Higher build numbers are preferred, so conda will use the nompi unless you ask otherwise.
A GPU version of tomopy is added to conda-forge: conda-forge/tomopy-feedstock#25. I'd like to try that approach to resolve this issue.
Conda's support of CUDA detection: https://github.com/conda/conda/blob/0fd7941d545ef47930da10ea297b6c174050b1de/docs/source/user-guide/tasks/manage-virtual.rst
Yeah, saw it yesterday, wanted to let you know, @leofang, but you were faster :).
Conda-forge now has an official policy for MPI support: https://conda-forge.org/docs/maintainer/knowledge_base.html#message-passing-interface-mpi
To make https://github.com/NSLS-II/lightsource2-recipes/pull/486#discussion_r291437307 a standalone issue. Text below are revised based on that comment.
First, some packages and libraries support (NVIDIA) GPUs.
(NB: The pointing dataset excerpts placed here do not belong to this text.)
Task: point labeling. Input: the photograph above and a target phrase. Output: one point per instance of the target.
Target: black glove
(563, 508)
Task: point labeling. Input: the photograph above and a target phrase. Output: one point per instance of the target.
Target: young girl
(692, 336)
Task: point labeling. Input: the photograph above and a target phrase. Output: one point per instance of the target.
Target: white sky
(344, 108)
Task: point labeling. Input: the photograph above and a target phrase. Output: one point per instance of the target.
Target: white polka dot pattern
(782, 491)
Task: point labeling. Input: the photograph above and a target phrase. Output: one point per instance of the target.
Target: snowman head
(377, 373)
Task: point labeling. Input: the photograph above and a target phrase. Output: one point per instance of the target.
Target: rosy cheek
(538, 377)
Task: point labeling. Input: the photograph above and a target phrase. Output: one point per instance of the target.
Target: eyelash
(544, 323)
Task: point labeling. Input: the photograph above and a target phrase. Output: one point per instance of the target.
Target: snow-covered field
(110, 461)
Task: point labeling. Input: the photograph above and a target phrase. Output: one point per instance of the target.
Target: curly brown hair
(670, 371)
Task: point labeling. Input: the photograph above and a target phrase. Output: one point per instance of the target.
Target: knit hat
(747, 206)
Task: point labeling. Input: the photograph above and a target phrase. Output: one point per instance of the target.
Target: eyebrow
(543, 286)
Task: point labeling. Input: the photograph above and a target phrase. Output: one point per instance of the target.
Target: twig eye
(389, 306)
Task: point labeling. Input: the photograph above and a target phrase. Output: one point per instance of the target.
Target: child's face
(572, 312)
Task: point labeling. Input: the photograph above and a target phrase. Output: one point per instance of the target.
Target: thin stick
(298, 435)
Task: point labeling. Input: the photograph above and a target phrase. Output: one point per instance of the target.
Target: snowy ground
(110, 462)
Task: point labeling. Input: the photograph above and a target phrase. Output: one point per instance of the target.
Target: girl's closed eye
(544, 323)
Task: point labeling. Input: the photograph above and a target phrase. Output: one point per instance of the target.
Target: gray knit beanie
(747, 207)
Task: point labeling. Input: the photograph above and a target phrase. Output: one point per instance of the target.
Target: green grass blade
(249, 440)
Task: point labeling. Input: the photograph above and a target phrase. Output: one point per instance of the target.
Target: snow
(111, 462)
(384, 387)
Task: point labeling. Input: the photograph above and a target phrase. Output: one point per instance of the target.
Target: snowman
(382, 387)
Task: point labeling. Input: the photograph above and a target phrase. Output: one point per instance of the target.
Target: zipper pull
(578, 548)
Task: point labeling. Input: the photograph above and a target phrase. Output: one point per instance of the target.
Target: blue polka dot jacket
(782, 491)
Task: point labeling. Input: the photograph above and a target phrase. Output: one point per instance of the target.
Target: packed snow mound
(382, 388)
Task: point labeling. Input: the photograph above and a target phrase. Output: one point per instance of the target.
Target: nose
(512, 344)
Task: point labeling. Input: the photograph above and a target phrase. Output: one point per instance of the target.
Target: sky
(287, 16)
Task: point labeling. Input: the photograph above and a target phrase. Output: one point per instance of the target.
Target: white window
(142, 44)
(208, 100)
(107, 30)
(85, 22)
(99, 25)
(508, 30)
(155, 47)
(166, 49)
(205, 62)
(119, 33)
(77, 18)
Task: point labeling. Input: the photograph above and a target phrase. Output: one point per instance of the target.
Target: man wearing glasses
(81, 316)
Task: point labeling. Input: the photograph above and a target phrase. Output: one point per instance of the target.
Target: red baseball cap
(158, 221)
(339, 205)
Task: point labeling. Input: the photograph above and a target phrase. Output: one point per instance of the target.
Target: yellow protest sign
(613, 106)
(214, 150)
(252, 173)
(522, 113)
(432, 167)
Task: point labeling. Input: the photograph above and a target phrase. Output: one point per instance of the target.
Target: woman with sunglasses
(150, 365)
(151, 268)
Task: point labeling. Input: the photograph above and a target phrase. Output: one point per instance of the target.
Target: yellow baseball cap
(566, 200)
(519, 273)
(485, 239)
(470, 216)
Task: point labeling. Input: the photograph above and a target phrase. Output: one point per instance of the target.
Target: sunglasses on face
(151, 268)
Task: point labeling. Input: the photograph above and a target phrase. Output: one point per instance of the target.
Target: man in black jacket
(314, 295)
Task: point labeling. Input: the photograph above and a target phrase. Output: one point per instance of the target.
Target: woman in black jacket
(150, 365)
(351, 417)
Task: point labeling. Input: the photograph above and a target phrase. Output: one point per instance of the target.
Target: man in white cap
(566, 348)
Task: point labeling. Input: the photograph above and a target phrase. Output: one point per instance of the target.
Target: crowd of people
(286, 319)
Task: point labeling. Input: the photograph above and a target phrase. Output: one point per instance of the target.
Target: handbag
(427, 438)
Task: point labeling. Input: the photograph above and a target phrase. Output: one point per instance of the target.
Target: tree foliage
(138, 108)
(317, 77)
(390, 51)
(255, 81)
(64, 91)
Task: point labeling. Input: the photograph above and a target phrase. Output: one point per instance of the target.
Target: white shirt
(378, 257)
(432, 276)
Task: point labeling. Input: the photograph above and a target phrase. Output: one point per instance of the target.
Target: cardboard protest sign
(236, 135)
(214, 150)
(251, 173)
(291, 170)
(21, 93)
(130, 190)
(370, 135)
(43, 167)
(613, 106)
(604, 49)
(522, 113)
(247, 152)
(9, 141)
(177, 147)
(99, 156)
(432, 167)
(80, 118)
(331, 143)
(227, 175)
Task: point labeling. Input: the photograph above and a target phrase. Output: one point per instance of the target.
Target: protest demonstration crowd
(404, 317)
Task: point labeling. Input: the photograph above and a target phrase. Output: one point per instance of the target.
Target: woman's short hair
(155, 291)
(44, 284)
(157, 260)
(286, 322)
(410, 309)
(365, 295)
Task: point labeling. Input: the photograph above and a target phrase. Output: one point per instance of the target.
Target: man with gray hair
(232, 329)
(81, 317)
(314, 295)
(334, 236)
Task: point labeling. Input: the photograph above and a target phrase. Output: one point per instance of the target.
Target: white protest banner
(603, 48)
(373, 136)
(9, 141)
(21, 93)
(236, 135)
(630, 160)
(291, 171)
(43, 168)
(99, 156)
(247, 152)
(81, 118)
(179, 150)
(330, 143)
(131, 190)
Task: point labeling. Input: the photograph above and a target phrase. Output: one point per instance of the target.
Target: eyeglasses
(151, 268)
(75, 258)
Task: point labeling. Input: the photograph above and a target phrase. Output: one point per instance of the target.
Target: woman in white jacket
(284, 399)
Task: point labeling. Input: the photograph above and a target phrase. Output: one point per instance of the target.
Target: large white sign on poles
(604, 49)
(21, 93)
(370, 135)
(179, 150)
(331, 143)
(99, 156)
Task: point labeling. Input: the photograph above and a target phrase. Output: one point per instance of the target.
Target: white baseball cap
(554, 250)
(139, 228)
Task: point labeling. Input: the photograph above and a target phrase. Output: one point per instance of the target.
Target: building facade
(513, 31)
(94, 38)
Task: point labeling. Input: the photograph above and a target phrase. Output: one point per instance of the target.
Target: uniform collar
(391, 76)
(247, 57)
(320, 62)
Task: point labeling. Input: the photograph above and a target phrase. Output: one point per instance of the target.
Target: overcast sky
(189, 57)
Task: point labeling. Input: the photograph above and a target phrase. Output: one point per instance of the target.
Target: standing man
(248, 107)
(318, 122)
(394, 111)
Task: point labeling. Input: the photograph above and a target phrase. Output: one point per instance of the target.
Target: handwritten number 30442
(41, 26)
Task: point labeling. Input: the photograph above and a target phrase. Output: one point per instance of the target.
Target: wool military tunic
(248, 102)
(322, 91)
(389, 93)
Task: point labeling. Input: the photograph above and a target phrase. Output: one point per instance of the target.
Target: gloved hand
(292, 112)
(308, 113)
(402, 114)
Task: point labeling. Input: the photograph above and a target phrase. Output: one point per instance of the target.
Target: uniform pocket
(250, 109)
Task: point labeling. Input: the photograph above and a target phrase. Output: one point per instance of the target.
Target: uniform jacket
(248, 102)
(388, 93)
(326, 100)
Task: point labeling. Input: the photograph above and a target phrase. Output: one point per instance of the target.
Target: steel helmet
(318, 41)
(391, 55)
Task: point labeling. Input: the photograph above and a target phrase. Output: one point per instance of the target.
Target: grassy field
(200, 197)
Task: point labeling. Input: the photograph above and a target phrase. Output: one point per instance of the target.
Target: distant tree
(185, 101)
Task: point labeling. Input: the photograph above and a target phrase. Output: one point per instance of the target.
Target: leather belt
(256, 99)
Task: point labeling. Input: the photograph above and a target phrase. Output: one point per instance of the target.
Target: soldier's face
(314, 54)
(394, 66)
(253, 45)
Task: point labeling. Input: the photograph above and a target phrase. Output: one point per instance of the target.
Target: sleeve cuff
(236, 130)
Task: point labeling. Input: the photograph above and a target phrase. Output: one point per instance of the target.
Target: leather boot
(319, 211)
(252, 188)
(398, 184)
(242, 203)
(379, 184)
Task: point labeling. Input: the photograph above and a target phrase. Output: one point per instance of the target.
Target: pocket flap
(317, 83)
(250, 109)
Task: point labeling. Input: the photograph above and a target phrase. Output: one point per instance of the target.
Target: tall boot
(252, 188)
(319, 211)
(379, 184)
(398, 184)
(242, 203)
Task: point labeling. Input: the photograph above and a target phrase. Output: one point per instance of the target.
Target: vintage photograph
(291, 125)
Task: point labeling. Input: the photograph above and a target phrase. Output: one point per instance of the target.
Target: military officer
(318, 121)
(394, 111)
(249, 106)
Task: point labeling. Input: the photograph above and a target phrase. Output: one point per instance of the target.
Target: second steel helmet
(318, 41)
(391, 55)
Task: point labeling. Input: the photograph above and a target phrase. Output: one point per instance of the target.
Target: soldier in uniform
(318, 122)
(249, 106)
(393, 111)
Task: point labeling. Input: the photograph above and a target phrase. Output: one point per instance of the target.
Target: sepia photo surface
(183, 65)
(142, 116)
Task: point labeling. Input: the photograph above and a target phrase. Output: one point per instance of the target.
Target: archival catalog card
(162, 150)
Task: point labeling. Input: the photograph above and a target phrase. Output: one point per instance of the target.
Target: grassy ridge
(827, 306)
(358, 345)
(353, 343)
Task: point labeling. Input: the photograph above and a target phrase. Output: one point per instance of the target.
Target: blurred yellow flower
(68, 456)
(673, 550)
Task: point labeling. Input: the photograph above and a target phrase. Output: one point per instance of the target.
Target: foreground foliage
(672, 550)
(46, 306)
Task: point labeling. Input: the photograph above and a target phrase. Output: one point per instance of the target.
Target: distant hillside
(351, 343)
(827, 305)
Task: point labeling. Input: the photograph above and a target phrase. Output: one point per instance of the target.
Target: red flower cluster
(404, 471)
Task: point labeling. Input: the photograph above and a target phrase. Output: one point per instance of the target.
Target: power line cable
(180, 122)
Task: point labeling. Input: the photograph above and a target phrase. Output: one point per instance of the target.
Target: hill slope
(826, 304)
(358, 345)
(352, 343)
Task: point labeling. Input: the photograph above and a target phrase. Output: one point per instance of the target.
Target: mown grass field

Taking the MPI libraries as an example, they can be "CUDA-aware" by passing the
--with-cuda
flag or alike to the configure script so that the MPI library is built and linked against CUDA driver and runtime libraries. At least Open MPI and MVAPICH support this feature.(The purpose of doing so is to support (more or less) architecture-agnostic codes. For example, one can pass a GPU pointer to the MPI API without performing explicit data movement, and under the hood MPI will resolve it and recognize the data lives on GPU. Some low-level optimization for such operations is also implemented by the MPI vendors, such as direct inter-GPU communication bypassing the host and even collective number crunching on GPUs.)
Another example is tomopy, which supports MPI+GPU recently if I'm not mistaken. However, in our internal channel and conda-forge there is only CPU version. For some reason recent effort on updating the recipe didn't get merged (conda-forge/tomopy-feedstock#18). We should keep an eye on this.
Next, non-Python libraries (ex: HDF5, FFTW) can be built against MPI to provide asynchronous/parallel processing. Then, the corresponding Python wrappers (ex: h5py, PyFFTW, and mpi4py for MPI itself) need to be built against those specialized versions.
Taking all these into account, it means at the Conda level the number of package variants inflates quickly
= (build against MPI yes or no?) * (# of available MPI libraries) * (CUDA-aware MPI yes or no?) * (# of supported CUDA toolkit versions, if requiring GPU support)
, and I am not sure what is the best strategy to handle this. (Use build string as unique id? Use different output names?) Too many degrees of freedom come into play, and so far we only fulfill the minimum requirement.I feel that eventually a dedicated shell or Python script will be needed to help Conda resolve this issue, especially in the coming Jupyter-SDCC era, in which high-performance libraries may be favored. The
meta.yaml
recipe alone might not be enough. But I could be wrong.